In clinical trials, injectable cabotegravir and rilpivirine was found to be similarly effective to daily pills in suppressing HIV to undetectable levels.
However, in the small minority of participants for whom injectable treatment didn’t work (around 1% (26/2313) of participants in the five main clinical trials), there was a high rate of emergent resistance to integrase inhibitors. Having resistance to these drug types is a big problem for patients as it greatly limits the types of HIV treatment that will effectively suppress their HIV.
The authors point out that while taking pills 80–85% of the time is enough to avoid treatment failure with most modern HIV treatments, some of those who developed drug resistance to injectable cabotegravir and rilpivirine in the trials had perfect adherence.
They also highlight that the level of emergent resistance in injectable cabotegravir and rilpivirine trials is higher than any other ‘simplified’ drug regimen, even including dolutegravir monotherapy – a drug regimen which has been criticised by many experts and is not recommended for use.
(https://www.aidsmap.com/sites/default/files/inline-images/table1.png)
The table includes data on ‘emergent resistance’ – this means that resistance to integrase inhibitors (like cabotegravir) or NNRTIs (like rilpivirine) was not detected in blood samples taken before the participants started injectable treatment and was detected in blood samples after the participants started injectable treatment.
The table shows that the number of people who experienced confirmed virological failure (column in blue) was very small, Of those with confirmed virological failure (column in purple), the rates of emergent resistance were high, ranging from 33.3%-100%.
Consequently, the authors make the following recommendations:
- Factors that put people at risk of developing drug resistance should be thoroughly investigated before prescribing injectable cabotegravir and rilpivirine. In particular, clinicians should aim to use DNA resistance testing to detect archived mutations, although this test is not always available.
- Doctors should be cautious when prescribing long-acting injectable cabotegravir and rilpivirine to patients with long and/or complex treatment histories. In addition, people with low CD4 cell counts or previous experience of AIDS were excluded from clinical trials, and might also be at risk of treatment failure.

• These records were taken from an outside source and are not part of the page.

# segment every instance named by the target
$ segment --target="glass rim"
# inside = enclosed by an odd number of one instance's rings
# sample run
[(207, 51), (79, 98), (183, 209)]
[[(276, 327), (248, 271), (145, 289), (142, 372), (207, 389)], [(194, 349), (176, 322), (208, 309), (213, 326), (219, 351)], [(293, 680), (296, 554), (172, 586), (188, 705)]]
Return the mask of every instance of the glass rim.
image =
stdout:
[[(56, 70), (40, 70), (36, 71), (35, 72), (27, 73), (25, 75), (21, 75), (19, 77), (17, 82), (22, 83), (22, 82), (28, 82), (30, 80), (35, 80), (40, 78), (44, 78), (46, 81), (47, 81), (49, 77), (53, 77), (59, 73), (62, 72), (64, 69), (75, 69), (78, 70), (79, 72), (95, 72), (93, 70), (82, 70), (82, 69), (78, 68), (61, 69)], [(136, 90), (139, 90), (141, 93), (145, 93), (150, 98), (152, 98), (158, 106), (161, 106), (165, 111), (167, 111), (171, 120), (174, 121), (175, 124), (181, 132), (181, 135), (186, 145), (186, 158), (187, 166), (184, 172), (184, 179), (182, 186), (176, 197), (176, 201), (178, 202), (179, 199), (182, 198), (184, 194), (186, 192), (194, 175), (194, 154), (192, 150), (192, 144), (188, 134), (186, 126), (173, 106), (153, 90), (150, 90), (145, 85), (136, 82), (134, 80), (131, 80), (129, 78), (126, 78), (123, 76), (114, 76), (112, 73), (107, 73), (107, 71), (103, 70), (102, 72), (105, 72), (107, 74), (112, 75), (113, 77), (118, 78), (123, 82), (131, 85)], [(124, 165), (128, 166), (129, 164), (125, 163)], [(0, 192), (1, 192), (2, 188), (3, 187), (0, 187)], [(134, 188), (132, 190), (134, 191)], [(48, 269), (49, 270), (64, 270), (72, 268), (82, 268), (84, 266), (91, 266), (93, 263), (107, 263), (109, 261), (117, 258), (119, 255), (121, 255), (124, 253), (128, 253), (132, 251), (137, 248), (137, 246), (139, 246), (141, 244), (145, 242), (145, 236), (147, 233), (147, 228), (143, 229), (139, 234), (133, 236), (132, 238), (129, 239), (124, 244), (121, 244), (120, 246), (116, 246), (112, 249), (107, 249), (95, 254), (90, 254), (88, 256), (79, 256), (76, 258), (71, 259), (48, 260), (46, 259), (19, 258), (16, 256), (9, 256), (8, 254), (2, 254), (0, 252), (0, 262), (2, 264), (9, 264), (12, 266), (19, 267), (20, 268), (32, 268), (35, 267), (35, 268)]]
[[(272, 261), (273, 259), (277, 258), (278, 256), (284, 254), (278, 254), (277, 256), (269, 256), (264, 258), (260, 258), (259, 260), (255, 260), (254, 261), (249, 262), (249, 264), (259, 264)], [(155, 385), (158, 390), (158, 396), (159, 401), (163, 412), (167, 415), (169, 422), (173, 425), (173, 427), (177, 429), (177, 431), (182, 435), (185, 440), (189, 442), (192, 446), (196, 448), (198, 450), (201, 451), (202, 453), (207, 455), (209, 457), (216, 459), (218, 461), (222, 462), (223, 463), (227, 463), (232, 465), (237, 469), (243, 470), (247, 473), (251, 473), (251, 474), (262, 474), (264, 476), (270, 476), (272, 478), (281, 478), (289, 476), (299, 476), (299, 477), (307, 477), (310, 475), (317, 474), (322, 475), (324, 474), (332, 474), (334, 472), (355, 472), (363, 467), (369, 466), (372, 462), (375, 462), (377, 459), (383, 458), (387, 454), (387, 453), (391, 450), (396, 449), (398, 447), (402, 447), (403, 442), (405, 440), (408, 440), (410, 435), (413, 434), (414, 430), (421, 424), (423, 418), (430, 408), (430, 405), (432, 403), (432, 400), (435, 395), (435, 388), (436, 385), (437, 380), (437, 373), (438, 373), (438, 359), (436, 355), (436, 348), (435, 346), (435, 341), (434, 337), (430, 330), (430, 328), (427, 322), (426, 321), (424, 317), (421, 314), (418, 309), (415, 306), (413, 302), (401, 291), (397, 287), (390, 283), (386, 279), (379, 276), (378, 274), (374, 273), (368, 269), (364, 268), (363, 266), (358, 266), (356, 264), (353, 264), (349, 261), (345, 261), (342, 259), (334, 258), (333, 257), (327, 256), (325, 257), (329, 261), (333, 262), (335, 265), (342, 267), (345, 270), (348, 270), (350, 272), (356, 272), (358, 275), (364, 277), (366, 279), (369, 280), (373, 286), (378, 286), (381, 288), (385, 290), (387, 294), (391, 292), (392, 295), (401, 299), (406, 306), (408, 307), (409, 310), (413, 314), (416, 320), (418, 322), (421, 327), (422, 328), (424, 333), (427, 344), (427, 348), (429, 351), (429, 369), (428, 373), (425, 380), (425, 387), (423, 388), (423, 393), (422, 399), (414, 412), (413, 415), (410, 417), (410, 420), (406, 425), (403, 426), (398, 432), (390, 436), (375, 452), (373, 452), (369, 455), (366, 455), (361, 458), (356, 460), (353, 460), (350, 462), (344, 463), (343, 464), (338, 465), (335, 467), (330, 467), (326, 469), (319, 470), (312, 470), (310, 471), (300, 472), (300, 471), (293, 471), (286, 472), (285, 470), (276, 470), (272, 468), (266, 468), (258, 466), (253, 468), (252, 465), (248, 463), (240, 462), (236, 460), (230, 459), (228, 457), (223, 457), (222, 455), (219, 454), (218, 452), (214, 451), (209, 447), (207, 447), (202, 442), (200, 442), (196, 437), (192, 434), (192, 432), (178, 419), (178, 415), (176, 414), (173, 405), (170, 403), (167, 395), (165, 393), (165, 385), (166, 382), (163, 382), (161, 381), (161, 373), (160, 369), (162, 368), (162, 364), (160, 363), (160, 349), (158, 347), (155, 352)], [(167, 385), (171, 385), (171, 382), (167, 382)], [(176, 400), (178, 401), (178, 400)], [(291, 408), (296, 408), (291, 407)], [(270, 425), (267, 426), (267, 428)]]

- Before switching a patient to injectable cabotegravir and rilpivirine, clinicians should proactively identify their remaining treatment options should they experience treatment failure and develop resistance to both drugs.
“As appealing as this long-acting option may appear, both clinicians and people with HIV should be aware of the associated risks, carefully weighing all baseline factors and planning the appropriate exit strategy in the event of failure,” conclude Dr Ripamonti and colleagues.